コンカレント社は、何年もの間フリーソフトとオープンソース・コミュニティで活発に活動していました。
現在コンカレント社は、run,cupid,nuuのオープンソースプロジェクトを後援し、コンカレントカーネル開発チームのメンバは、 Linux カーネルメーリングリストにバグ修正と機能のパッチをポストしています。
これまで、投稿したパッチは、高解像度タイマ、ポジックスタイマ、カーネルデバッガ、 RCU 、POSIXメッセージキュー、グラフィックスドライバ、 ptrace 、 NUMA とNFSがあり、いくつかのパッチは、 Linux カーネルの最新のバーションに取り入れられています。

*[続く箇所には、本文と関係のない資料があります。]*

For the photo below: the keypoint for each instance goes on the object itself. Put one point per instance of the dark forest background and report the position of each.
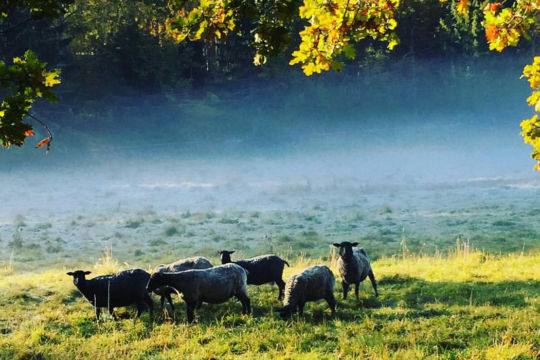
(125, 81)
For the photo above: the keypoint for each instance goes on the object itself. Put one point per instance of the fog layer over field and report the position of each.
(427, 155)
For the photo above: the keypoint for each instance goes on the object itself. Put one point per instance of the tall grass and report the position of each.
(464, 305)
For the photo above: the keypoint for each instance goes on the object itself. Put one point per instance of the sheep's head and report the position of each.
(78, 276)
(345, 248)
(225, 256)
(155, 282)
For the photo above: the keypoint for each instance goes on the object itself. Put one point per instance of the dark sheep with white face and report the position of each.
(197, 262)
(353, 267)
(118, 290)
(261, 269)
(214, 285)
(314, 283)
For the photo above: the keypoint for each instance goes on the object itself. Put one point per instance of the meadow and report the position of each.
(457, 268)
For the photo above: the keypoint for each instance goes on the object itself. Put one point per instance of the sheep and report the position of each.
(197, 262)
(353, 267)
(314, 283)
(116, 290)
(261, 269)
(214, 285)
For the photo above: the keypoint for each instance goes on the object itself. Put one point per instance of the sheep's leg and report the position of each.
(140, 308)
(246, 303)
(111, 311)
(190, 310)
(162, 300)
(331, 300)
(281, 285)
(345, 290)
(301, 308)
(169, 299)
(150, 303)
(373, 282)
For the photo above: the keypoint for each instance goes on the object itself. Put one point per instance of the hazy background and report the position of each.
(425, 151)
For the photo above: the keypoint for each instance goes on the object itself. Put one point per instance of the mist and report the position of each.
(420, 141)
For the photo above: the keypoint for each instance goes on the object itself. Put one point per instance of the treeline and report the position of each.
(121, 46)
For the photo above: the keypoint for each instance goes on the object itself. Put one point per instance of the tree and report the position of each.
(26, 79)
(130, 38)
(334, 25)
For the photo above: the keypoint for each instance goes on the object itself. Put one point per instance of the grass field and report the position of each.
(465, 305)
(457, 267)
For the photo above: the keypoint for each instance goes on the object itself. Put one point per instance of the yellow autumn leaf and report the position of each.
(51, 79)
(463, 7)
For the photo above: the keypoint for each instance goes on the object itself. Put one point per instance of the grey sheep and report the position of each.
(214, 285)
(314, 283)
(197, 262)
(118, 290)
(261, 269)
(353, 267)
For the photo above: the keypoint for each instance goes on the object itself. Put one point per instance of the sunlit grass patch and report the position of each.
(468, 305)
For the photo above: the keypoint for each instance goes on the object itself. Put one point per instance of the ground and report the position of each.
(457, 268)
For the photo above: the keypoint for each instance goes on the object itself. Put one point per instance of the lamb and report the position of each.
(214, 285)
(116, 290)
(261, 269)
(197, 262)
(353, 267)
(314, 283)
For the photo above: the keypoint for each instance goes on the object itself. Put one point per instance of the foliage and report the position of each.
(333, 25)
(25, 80)
(504, 26)
(531, 127)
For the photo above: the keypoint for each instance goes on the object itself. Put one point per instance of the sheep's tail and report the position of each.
(285, 262)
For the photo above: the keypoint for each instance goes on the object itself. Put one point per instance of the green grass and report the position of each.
(465, 305)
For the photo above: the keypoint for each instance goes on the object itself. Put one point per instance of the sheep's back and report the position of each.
(312, 284)
(197, 262)
(355, 270)
(213, 285)
(122, 289)
(262, 269)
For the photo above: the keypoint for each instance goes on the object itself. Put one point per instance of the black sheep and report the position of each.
(314, 283)
(353, 267)
(261, 269)
(117, 290)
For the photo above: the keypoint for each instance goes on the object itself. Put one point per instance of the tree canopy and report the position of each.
(228, 34)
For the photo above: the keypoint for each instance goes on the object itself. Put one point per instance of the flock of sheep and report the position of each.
(198, 281)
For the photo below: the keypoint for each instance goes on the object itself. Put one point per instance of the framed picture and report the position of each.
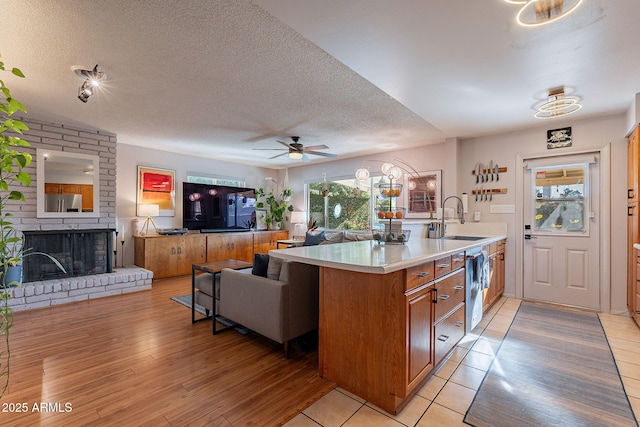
(558, 138)
(422, 194)
(260, 216)
(157, 187)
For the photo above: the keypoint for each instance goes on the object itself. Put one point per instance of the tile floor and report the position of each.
(446, 397)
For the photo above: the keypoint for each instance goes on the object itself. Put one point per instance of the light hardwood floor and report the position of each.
(137, 360)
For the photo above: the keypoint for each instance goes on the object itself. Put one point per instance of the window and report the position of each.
(348, 204)
(340, 204)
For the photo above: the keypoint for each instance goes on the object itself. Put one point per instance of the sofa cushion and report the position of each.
(357, 236)
(260, 265)
(312, 239)
(332, 237)
(274, 268)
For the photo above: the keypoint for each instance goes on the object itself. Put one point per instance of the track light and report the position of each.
(92, 80)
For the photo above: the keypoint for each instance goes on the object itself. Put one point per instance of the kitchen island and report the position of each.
(389, 314)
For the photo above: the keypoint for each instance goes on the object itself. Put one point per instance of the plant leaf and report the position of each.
(24, 178)
(17, 72)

現行のRedHawk6.0は、以下のような特徴を持っています。
● リアルタイム・エンハンスド2.6.36 Linux カーネル
● 最新のIntel と AMD マザーボードとチップセットサポート
● システム当たり64 コア以上のサポート
● NUMA拡張とリアルタイム性能に最適化された最新のNVIDIA グラフィックドライバ
● 最適化されたCUDA 並列コンピューティングSDK
● ハードウェアとソフトウェアイベントのためのLinux パフォーマンスカウンタ
● NUMAプラットフォーム用の新ページマップアドレス表示ユーティリティ
● KVM Linuxカーネル仮想化サポート
● IPV6標準サポート
しかし、RedHawk の将来のバーションには、もっとずっと多くの機能と拡張が計画されています。
これらは、コンカレントのリアルタイムユーザによって最も求められる機能から優先的に統合されていきます。
また、コンカレントは kernel.org によって受け入れられ、変更が閉じた版をコミットしています。
したがって、完全なPREEMPT_RT パッチは、十分安定し、そして強力であることを証明されkernel.orgのメインストリームカーネルに受け入れられた時に適用されます。
決定性と低遅延のリアルタイム・アプリケーションを開発するための、 ベストなPREEMPT_RT をコンカレント独自に開発された機能と結合する RedHawk カーネルは、非常に強力な、そして用途が広い環境をカスタマに提供するでしょう。